Murdochs Apologize for Hacking Scandal, Deflect Blame

After essentially being forced to appear before Parliament to answer questions about the <"">News Corp. hacking scandal, James Murdoch, son of newspaper baron, Rupert, started proceedings by issuing an apology to Parliament’s Culture, Media, and Sports Committee. MSNBC quoted James Murdoch stating: “This is a matter of great regret, mine, my father’s, and everyone at the News Corporation…. These actions do not live up the standards our company aspires to.” James is joined by his father Rupert, regarding the News Corp phone hacking scandal. Rebekah Brooks, the now-former CEO of News International, the UK’s newspaper unit. Brooks will be questioned separately about the scandal.

The continuing scandal with Rupert Murdoch-owned News Corp., has involved a number of arrests, resignations, and an apparent six years of cover-up. MSNBC previously estimated that about 4,000 phones are involved in the global hacking scandal that dates as far back as 2005.

Brooks resigned and was arrested; Metropolitan Police Commissioner—the head of Scotland Yard—Paul Stephenson (Sir Paul), also announced his resignation; Andy Coulson, a former News of the World editor hired by Cameron as a public relations advisor, resigned and was arrested; Neil Wallis, another police consultant and former News of the World editor, was arrested; and Les Hinton, a former head of Murdoch’s UK newspaper business, resigned as chief executive of Dow Jones, publisher of The Wall Street Journal, said MSNBC. Of note, Wallis worked for the police at a chic spa where Sir Paul was accused of staying.

Now, Parliamentary questioning is underway and tensions appear to be high with one onlooker attempting to throw a shaving cream pie at the elder Murdoch, whose wife attempted to hit the attacker on the head, said MSNBC.

When asked about who was responsible for the hacking scandal, Rupert Murdoch deflected blame saying, “The people that I trusted to run it, and then maybe the people they trusted,” MSNBC quoted him as saying. Murdoch, who, according to MSNBC, appeared confused at times, also said that “The News of the World is less than 1 percent of our company. We employ 53,000 people around the world who are ethical.”

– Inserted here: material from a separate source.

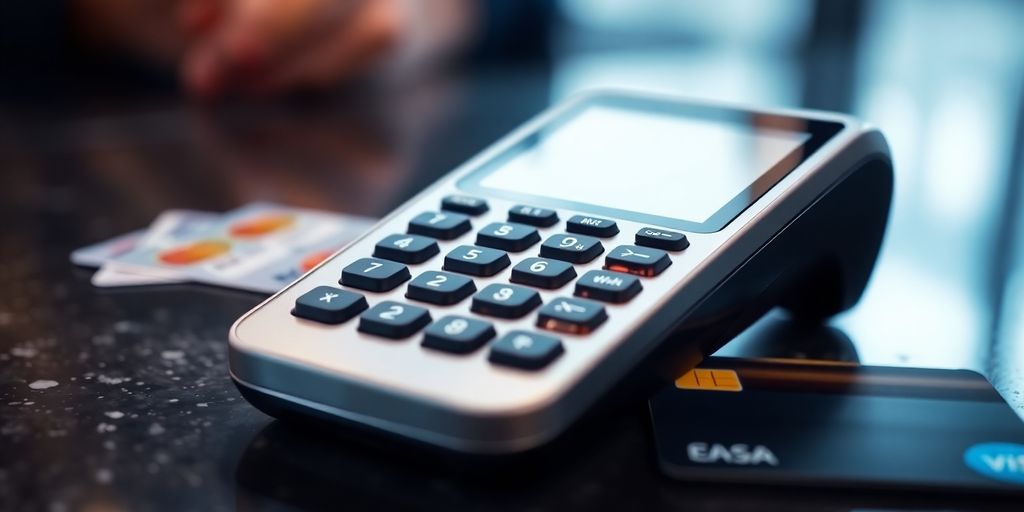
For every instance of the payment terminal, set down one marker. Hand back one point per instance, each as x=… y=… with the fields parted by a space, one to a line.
x=614 y=237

MSNBC noted that both Murdochs appeared to be out of touch with News of the World activities and that Rupert Murdoch stated that he “very seldom” spoke with the News of the World editor.

Meanwhile, in a chilling twist, one of the initial journalists to come forward about the phone hacking scandal was found dead yesterday in his home in Watford, Hertfordshire. Sean Hoare, who previously worked at News of the World, is the whistleblower who accused Coulson of encouraging phone hacking, said CNN.

Hoare, who allowed his name to be used, also said the paper practiced “pinging,” a practice only permitted to be used by law enforcement officials, to track locations via mobile phones, said CNN. Hoare’s death is being treated as unexplained, but had not yet been deemed suspicious.

Hoare, who had previously been a close friend of Coulson’s described how he had hacked into celebrity phones, including those of David and Victoria Beckham and how he was encouraged by Coulson to actively pursue these leads.